In April, did it rain more in the morning?
To figure this out, we should look at the total rainfall for the entire month and group them by hours. We can do this using aggregate(). aggregate() takes in three things - the function you want to apply to your data, the data you want to apply the function to, and the list of values you want to aggregate your data by.

In [17]:
myData<-aggregate(total$rainfall, by=list(total$date$hour),FUN=mean)
myData
cor(myData[1], myData[2])

Group.1,x
0,0.008679317
1,0.004247254
2,0.001572286
3,0.001086207
4,0.0012
5,0.001410983
6,0.003339464
7,0.014837165
8,0.013294636
9,0.01566092


Unnamed: 0,x
Group.1,0.408948


Hey, this is interesting - there's a positive correlation! And not that much of a small one, either.
Can we say, tentitively, that it rains more later on in the day?
Obviously the correlation isn't a very effective way to describe the relationship. There are better, more complicated answers to our question we can get by generating models.

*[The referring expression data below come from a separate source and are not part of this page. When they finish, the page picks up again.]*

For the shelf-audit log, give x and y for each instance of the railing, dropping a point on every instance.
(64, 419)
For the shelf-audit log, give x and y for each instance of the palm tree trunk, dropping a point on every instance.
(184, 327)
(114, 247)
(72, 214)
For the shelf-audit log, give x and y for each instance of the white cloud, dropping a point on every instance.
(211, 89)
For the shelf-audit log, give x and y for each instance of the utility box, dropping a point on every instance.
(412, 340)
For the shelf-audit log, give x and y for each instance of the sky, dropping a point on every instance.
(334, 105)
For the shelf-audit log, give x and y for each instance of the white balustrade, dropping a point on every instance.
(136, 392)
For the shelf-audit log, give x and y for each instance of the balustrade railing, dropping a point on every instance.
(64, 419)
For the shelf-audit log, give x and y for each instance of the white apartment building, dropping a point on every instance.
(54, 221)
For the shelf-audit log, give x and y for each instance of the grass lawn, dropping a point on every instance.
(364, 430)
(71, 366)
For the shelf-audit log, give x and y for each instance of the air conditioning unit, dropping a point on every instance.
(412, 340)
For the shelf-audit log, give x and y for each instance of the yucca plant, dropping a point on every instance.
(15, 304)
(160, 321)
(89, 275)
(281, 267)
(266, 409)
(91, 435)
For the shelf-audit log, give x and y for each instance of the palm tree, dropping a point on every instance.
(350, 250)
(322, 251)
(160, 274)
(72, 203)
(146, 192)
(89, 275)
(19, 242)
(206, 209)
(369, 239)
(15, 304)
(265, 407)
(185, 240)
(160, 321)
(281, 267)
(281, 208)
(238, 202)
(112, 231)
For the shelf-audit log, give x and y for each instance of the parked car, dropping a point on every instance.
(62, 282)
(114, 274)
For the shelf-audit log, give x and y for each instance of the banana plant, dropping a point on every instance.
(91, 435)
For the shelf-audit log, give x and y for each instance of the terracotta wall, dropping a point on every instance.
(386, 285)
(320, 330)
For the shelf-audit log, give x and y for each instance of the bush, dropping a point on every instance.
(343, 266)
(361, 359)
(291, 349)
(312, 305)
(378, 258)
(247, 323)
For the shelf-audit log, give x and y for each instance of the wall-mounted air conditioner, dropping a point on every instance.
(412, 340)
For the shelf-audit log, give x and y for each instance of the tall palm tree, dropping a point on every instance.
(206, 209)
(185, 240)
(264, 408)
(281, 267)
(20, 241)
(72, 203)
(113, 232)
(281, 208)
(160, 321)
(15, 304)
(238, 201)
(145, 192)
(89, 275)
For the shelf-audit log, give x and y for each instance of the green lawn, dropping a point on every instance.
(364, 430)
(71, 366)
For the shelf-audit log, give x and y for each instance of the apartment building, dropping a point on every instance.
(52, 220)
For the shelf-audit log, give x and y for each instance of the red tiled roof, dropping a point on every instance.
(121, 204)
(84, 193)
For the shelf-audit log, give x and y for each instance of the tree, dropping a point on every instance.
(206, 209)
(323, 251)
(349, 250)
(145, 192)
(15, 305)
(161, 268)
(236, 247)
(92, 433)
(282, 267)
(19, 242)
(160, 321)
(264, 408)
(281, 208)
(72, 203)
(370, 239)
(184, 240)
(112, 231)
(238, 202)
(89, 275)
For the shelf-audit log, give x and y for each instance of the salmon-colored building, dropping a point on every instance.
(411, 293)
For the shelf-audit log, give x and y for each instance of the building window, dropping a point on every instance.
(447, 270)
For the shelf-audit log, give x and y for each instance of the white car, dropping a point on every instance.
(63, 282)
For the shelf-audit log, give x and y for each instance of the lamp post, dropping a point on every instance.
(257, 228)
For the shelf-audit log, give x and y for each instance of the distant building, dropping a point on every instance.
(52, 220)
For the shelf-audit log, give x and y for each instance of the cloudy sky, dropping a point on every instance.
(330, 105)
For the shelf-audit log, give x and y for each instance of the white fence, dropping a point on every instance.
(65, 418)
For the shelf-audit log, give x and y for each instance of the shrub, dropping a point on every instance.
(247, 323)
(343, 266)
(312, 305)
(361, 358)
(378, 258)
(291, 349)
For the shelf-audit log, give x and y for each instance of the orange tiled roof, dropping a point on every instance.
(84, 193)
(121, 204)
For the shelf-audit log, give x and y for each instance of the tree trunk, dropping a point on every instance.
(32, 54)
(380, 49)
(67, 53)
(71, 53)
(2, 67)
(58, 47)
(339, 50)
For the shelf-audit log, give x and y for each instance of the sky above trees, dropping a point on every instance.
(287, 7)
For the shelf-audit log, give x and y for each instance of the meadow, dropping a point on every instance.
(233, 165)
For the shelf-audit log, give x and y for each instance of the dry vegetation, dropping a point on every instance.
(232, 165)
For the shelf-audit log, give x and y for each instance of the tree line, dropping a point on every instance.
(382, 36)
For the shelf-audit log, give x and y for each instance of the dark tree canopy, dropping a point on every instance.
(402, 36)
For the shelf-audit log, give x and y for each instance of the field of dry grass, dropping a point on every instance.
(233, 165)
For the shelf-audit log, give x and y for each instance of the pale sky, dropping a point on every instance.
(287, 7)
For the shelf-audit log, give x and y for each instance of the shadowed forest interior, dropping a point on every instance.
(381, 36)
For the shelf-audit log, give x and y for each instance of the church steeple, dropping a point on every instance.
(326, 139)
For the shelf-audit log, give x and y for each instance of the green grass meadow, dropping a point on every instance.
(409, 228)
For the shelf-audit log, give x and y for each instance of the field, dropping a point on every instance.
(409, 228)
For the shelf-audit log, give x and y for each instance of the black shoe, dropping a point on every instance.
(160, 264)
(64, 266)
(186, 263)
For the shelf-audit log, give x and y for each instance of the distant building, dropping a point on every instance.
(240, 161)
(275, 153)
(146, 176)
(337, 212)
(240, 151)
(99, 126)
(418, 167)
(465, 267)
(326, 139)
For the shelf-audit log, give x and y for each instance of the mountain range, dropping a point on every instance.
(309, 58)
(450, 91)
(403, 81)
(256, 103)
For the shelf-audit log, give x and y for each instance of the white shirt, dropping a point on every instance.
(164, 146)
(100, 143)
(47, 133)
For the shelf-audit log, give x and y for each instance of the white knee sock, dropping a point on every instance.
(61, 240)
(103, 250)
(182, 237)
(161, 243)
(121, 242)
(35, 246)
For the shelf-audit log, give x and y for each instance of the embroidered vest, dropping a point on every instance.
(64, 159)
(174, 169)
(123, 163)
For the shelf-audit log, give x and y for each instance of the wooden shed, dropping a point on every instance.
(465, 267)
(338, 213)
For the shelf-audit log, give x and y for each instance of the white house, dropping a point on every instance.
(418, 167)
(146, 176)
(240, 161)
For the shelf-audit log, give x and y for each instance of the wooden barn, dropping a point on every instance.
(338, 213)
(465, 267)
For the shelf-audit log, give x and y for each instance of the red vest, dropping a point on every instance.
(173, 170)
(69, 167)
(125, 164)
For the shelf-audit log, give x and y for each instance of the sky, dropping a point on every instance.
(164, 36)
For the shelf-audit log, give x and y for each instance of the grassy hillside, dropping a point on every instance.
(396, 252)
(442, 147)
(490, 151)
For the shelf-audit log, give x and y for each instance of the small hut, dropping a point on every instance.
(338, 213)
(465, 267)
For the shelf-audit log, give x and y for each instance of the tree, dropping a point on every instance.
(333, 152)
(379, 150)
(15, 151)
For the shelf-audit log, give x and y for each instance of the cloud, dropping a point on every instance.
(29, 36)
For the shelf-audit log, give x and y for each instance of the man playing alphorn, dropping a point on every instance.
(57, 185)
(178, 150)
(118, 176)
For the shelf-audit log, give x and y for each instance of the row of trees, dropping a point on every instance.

#### Generating the models
Once our dataset has been prepared (and you've answered most of your simple questions), we can finally have some fun and do some machine learning to make predictions! Depending on the type of dataset, you may want to implement a regression algorithm to predict a numeric value (like predicting the speed of a car given these variables) or sort variables into different categories (like passing or failing a test). We'll dive deeper into machine learning in workshop #3.

All of this will build up and give you trends or surprise you with the absence thereof. In any way, you'll be telling a story.

#### Storytelling
The purpose of data science is to tell a story. We crunch numbers to discover new things and to propose new policies. Our world will crumble if decisions were not backed by data. So whatever you do when you're analyzing your dataset(s) always keep this purpose in the back of your mind.

These workshops will help you on your way to telling a story with your data. You have a long way to go, but for now, congratulations on completing Week One! You can now manipulate and clean, and, using what you have learned, no dataset will be too big!